Now is the time for an honest post mortem of Bush foreign policy. Bush foreign policy has failed not just because of incompetence or bad luck in Iraq. The entire intellectual edifice of Bush foreign policy – such as it is – is deeply flawed. And let’s be clear. The Bush administration’s grand strategy is not simply a variation on earlier postwar liberal internationalist grand strategies – as some conservatives and liberals suggest. It was a radical departure from America’s postwar liberal hegemonic orientation – and the world has bitten back.
Martin Wolf makes this point in a column in Wednesday’s Financial Times, drawing on the arguments that Charles Kupchan and I made in a 2004 article in The National Interest.
“The signal feature of this administration has not been merely its incompetence, but its rejection of the principles on which U.S. foreign policy was built after the Second World War. The administration's strategy has been based, instead, upon four ideas: the primacy of force; the preservation of a unipolar order; the unbridled exercise of U.S. power; and the right to initiate preventive war in the absence of immediate threats.
"The response to the terrorist outrage of September 11, 2001, reinforced the hold of all these principles. The notion of an indefinite and unlimited ‘war on terror’ became the fulcrum of U.S. foreign policy. It led to the idea of an "axis of evil" connecting Saddam Hussein's Iraq to theocratic Iran and Kim Jong-il's North Korea. It brought about the justified invasion of Afghanistan, but also the diversion into Iraq. Not least, the idea of the war on terror led to the indefinite imprisonment of alleged enemy combatants without judicial oversight, toleration of torture, "extraordinary rendition" of suspects, the extra-territorial prison at Guantánamo Bay, and, by indirect means, the abuses at Abu Ghraib. All this has been bad enough.
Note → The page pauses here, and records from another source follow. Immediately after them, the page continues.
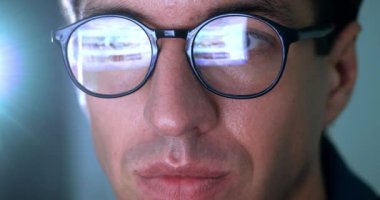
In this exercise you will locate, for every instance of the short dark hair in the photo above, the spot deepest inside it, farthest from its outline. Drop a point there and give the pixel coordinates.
(337, 12)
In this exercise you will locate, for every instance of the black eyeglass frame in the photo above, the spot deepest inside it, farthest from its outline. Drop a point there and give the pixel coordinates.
(286, 35)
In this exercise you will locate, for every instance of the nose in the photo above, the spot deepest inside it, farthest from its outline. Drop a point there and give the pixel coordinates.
(177, 104)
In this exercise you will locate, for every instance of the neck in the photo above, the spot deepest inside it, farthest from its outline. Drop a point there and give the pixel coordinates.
(311, 185)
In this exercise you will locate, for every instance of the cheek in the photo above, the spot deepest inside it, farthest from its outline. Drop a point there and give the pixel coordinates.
(115, 127)
(281, 129)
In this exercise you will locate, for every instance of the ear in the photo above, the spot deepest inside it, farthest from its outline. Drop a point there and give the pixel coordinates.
(342, 71)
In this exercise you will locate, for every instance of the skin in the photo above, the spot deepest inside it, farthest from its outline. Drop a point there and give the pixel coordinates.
(268, 147)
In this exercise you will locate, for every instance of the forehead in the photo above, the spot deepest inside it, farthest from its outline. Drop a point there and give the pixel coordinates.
(188, 13)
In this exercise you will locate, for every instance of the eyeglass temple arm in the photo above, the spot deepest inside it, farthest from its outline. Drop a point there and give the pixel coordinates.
(315, 32)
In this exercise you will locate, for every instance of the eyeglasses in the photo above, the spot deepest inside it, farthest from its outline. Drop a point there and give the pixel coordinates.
(234, 55)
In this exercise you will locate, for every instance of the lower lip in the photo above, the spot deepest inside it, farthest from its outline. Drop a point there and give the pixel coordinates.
(182, 187)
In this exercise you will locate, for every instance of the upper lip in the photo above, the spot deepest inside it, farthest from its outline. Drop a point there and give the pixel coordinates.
(190, 171)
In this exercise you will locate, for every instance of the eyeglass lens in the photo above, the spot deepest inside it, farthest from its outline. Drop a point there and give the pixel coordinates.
(235, 55)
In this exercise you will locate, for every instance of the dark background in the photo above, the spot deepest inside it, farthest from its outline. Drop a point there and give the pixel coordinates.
(45, 144)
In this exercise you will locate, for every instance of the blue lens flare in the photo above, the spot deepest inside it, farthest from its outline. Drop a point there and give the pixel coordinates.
(10, 72)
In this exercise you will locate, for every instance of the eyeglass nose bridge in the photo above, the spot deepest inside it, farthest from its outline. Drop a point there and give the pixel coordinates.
(171, 33)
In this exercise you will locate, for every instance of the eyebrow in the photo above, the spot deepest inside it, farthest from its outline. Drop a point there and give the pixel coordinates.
(273, 9)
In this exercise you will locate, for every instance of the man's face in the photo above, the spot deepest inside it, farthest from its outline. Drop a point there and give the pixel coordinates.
(172, 139)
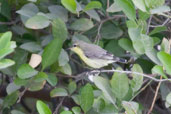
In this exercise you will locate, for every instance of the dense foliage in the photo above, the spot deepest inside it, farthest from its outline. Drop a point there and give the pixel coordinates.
(39, 75)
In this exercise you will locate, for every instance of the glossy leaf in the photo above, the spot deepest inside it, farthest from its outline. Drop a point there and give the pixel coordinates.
(87, 97)
(42, 108)
(70, 5)
(119, 84)
(92, 5)
(82, 24)
(127, 8)
(26, 71)
(137, 80)
(57, 92)
(165, 58)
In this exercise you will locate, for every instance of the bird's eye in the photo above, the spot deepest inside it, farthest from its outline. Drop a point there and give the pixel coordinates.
(75, 45)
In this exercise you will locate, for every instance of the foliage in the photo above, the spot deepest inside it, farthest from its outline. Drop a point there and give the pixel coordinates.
(36, 68)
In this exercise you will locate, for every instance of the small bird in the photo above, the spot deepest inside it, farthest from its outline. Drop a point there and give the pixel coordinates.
(93, 55)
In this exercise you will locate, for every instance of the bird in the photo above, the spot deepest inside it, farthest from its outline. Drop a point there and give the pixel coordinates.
(93, 55)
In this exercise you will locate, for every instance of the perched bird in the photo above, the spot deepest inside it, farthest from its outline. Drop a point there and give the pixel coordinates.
(93, 55)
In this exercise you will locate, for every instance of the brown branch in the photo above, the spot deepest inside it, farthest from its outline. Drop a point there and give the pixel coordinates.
(155, 97)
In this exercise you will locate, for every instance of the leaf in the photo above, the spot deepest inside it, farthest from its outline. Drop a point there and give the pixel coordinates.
(63, 58)
(165, 45)
(93, 14)
(82, 24)
(57, 92)
(4, 63)
(140, 4)
(35, 60)
(159, 70)
(158, 30)
(37, 22)
(137, 80)
(110, 31)
(5, 40)
(87, 98)
(31, 47)
(168, 100)
(127, 8)
(10, 99)
(130, 107)
(42, 108)
(72, 87)
(70, 5)
(76, 110)
(12, 87)
(114, 8)
(126, 44)
(165, 58)
(103, 85)
(119, 84)
(160, 10)
(59, 12)
(66, 112)
(52, 79)
(92, 5)
(26, 71)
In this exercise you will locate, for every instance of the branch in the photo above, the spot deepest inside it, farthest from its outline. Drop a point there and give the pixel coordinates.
(130, 72)
(155, 96)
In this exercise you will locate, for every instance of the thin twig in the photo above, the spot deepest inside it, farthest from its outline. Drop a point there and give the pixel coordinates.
(130, 72)
(155, 97)
(148, 26)
(164, 23)
(59, 105)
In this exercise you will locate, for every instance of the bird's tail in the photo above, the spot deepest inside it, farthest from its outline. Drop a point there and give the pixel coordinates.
(121, 60)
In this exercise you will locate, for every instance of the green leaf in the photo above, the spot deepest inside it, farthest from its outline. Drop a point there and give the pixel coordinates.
(168, 100)
(26, 71)
(59, 30)
(53, 49)
(127, 8)
(12, 87)
(57, 92)
(5, 40)
(63, 58)
(114, 8)
(158, 30)
(72, 87)
(165, 45)
(70, 5)
(137, 80)
(120, 85)
(58, 11)
(92, 5)
(31, 47)
(159, 70)
(37, 22)
(103, 85)
(130, 107)
(76, 110)
(160, 10)
(5, 51)
(140, 4)
(42, 108)
(87, 97)
(10, 99)
(165, 58)
(66, 112)
(126, 44)
(4, 63)
(82, 24)
(52, 79)
(110, 31)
"It is made worse by what John Ikenberry of Princeton University and Charles Kupchan of Georgetown aptly describe as the ‘sloppy intelligence, faulty judgment, and ideological zealotry’ that marked implementation, above all in Iraq. Yet the poor implementation is not an accident. A belief in the primacy of the military naturally led to the transfer of responsibility to the Department of Defense; a belief in the efficacy of force created the conviction that victory meant peace and a swift transition to democracy; and disdain for allies guaranteed the absence of co-operation in postwar occupation.
"The U.S. must now start again. It must design a foreign policy for the current age. In doing so, it should discard almost everything the Bush administration has proclaimed.“
So as we debate what will replace Bush foreign policy, we also need to ask the prior question: how deep is your critique?
G. John Ikenberry is the Albert G. Milbank Professor of Politics and International Affairs at Princeton University. He is the author of After Victory: Institutions, Strategic Restraint, and the Rebuilding of Order after Major War which won the 2002 Schroeder-Jervis Award for best book in international history and politics. He served on the State Department's Policy Planning staff in 1991-92, held positions at the Carnegie Endowment and Brookings Institutions, and was a member of the recent Council on Foreign Relations commission on the future of U.S.-European relations. A book of his essays -- Liberal Order and Imperial Ambition -- will be published next year by Polity Press. He is currently writing a book on the crisis of America's liberal international order.